I reject the one argument I've heard against it, that the word "posterity" is intended as an amorphous literary convention, and not as a specific attempt to address progeny.
It seems to me that argument would only hold weight IF the authors of the Constitution believed the Republic would quickly fail. If they did not, and truly hoped not, then they would have specifically desired to secure blessings that had substance for the very real posterity who would succeed them and their generation.
Which is even more absurd than the suggestion that the Preamble isn't really "part" of the Constitution (then again, I'm sure it makes total sense to those who think that a baby isn't really "alive" until it can eat and breathe on it's own).
It seems to me that argument would only hold weight IF the authors of the Constitution believed the Republic would quickly fail. If they did not, and truly hoped not, then they would have specifically desired to secure blessings that had substance for the very real posterity who would succeed them and their generation.

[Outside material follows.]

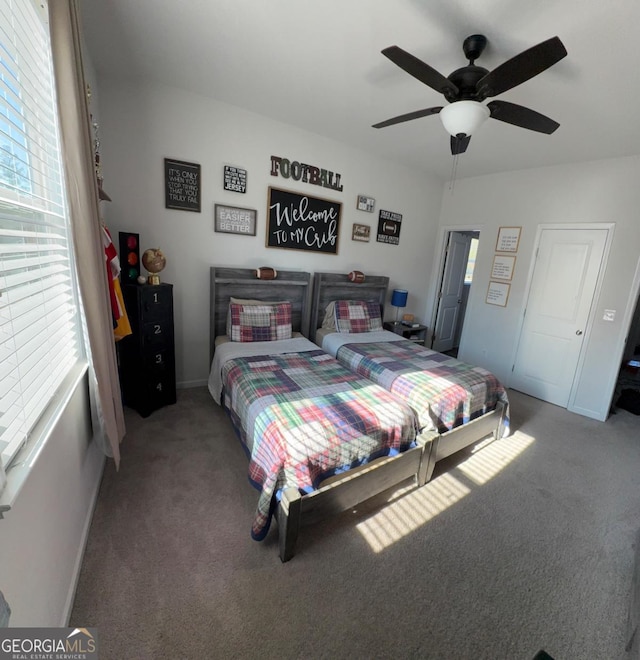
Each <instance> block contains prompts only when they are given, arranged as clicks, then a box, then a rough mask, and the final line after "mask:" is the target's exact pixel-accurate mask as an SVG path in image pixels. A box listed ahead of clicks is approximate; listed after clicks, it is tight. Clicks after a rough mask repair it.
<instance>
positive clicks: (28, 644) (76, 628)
mask: <svg viewBox="0 0 640 660" xmlns="http://www.w3.org/2000/svg"><path fill="white" fill-rule="evenodd" d="M0 660H98V633H97V630H96V629H95V628H2V629H0Z"/></svg>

And this is even more impossible.
The Preamble speaks of a "more perfect Union" and this is a direct reference to the "perpetual Union" referenced in the Articles of Confederation, the Fathers wanted a more perfect AND perpetual Union(this is also the main argument against the thirteen states that signed the Articles being allowed to secede from the Union), not something that would terminate. The Founding Fathers risked so much personally, it is unthinkable that they wouldn't have envisioned the Republic lasting in perpetuity.